Regarding thermoplastic polymers, within a temperature range above their respective glass transition temperatures and below their melting points, the physical properties of the thermoplastic polymers change drastically without associated phase changes. Within this temperature range, most thermoplastics are rubbery materials due to alternating rigid crystalline and elastic amorphous regions. Some thermoplastics do not fully crystallize above glass transition temperature, retaining some, or all of their amorphous characteristics.
Based on the type of the polymers that made the thermoplastic materials, various thermoplastic materials may have different properties and hence various applications. In addition, will the addition of various fillers, the properties of thermoplastic polymers can be significantly reinforced or altered. Various fillers can be added into the polymer matrix to form new polymer products. For example, some filler may be much cheaper than the polymer. Thus by using such filler, the manufacturing costs could be lowered. In addition, the addition of some filler may enhance certain valuable properties of the host polymer. Moreover, the addition of certain filler may even bring new properties to the host polymer.
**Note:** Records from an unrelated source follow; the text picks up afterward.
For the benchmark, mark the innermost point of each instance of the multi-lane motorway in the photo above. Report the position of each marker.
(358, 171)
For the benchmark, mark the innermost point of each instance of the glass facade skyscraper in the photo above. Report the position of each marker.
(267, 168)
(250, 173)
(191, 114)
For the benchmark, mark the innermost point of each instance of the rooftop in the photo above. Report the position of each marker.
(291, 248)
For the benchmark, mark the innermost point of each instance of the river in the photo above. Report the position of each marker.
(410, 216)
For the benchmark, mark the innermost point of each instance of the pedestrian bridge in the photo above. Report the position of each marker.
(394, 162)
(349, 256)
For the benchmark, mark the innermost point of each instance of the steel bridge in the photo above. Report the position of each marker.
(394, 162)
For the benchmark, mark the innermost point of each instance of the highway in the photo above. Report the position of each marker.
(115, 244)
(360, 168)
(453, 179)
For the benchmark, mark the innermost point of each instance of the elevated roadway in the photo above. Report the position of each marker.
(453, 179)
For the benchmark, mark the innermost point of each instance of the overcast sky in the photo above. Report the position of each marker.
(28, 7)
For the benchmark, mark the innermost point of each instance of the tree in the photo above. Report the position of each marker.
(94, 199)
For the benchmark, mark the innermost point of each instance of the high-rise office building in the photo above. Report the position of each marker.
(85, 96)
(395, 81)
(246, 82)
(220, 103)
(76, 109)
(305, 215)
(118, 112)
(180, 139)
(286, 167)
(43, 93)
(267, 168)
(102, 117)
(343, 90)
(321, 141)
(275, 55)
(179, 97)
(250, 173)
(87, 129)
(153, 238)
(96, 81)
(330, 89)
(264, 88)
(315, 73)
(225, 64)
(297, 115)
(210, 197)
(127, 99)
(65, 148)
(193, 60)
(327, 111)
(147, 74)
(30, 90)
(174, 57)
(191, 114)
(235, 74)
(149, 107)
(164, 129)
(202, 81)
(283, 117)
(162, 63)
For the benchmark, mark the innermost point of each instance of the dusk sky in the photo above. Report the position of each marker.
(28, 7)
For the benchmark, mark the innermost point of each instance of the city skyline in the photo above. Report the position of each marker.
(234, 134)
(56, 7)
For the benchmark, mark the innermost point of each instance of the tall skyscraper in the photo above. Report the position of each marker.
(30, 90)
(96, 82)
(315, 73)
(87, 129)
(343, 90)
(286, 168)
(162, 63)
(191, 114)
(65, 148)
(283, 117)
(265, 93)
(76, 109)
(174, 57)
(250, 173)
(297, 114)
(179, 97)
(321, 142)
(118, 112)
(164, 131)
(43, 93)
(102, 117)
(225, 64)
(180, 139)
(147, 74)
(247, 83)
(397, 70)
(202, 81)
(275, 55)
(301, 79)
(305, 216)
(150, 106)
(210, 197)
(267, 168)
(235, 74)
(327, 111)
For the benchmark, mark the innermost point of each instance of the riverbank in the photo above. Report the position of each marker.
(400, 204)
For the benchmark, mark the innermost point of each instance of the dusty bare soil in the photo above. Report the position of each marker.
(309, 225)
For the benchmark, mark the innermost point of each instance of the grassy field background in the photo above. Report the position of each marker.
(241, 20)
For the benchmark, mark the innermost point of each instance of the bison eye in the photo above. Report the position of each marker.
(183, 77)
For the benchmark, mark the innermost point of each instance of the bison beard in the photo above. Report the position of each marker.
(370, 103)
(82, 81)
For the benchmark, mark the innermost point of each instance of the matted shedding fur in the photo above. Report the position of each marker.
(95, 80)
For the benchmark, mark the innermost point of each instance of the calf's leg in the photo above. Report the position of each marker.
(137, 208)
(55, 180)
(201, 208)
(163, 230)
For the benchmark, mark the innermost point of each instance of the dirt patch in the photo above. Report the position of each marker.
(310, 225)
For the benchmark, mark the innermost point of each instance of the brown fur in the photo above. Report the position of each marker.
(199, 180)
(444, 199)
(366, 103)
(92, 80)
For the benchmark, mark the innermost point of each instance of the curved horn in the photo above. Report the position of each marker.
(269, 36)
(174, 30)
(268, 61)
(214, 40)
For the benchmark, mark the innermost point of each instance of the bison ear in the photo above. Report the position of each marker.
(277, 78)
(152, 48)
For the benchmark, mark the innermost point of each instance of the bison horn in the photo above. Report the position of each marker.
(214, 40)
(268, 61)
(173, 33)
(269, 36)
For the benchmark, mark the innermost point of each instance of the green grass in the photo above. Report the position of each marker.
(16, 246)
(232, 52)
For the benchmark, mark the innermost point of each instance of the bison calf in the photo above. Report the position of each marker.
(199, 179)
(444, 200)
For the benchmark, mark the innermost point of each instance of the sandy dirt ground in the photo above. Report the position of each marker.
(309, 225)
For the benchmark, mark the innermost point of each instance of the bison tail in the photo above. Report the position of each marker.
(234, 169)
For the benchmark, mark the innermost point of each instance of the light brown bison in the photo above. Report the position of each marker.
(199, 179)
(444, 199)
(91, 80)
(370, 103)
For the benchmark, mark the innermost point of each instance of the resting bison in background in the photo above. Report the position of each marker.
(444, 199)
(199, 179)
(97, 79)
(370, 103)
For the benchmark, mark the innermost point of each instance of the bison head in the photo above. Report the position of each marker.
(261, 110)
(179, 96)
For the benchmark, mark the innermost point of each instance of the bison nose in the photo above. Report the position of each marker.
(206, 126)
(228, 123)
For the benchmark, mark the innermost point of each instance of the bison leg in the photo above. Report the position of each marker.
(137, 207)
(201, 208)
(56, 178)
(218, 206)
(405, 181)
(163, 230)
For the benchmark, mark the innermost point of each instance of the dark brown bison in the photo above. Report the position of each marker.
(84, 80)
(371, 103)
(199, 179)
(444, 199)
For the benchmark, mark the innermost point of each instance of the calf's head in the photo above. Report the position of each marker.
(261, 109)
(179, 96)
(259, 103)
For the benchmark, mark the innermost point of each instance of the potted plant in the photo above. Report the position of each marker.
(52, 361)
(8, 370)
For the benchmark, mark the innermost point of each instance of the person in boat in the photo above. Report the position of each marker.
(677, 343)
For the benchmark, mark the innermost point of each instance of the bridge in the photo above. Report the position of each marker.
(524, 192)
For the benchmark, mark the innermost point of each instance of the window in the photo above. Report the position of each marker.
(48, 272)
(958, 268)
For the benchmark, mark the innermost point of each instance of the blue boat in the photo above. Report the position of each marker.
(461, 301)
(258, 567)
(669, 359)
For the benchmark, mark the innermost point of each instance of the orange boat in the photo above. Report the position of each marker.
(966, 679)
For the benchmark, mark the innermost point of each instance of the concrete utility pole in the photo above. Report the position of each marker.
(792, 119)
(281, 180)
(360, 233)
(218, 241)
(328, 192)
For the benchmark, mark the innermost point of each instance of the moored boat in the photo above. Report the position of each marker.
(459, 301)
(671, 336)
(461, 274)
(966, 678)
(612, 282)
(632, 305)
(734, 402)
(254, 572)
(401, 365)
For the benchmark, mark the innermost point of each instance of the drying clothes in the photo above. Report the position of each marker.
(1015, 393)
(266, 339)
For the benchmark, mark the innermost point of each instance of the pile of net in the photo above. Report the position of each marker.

Furthermore, sulfur, as an important additive, has been widely used in various polymer products, such as rubber, which is a thermosetting polymer. The process of vulcanization is the critical step for modern rubber production. Vulcanization is a chemical process for converting rubber or related polymers into more durable materials via the addition of sulfur. The vulcanized materials are less sticky and have superior mechanical properties. Hence the vulcanized rubber can be used for making tires, hoses, belts, etc. However, such rubber vulcanization is a very different process than the process of the present invention to make the disclosed composites. First, rubber is a thermosetting polymer that has very different response when heated. After being cured (hardened), the thermosetting polymer will not melt or perform deformation again. While the thermoplastic polymers disclosed in the present invention, when heated, will become soft and thus can be reprocessed many times by recycling. Second, in vulcanization, the added sulfur will perform chemical reaction to promote the formation of cross-links between the polymer chains. The cross-links introduced by vulcanization with sulfur prevent the polymer chains from moving independently. However, in the present invention, the added sulfur, as the filler, only physically fills the spaces within the polymer matrix. There is no chemical reaction occurs; and no cross-link has been formed following the addition of sulfur.
Moreover, sulfur has been reported to be added into the thermoplastic polymers, too. However, in that case, there is actually chemical reaction occurring. New chemical bond is formed, and certain properties of the thermoplastic polymers have been altered. Thus the final product is a new type of sulfur-rich poly-conjugated polymer. The newly gained properties may make the product suitable as electroactive or conducting materials.
Furthermore, the thermoplastic polymers can also be made into nanothermoplastic polymers. Nanocomposites are a group of multiphase solid material (matrix and filler), where one of the phases (usually the filler) has at least one dimension of nanoscale (less than 300 nanometers (nm)). In this way, the mechanical, electrical, thermal, optical, electrochemical and catalytic properties of the nanocomposite will differ markedly from those of the component materials. One easy way to make the polymer nanocomposite is appropriately adding nanoparticles to a polymer matrix. And this can enhance its performance, often dramatically, by simply capitalizing on the nature and properties of the nanoscale filler. The normal nanofillers used in this context are ceramics, clays, and certain carbon nanostructures, such as nanoplatelets or nanotubes.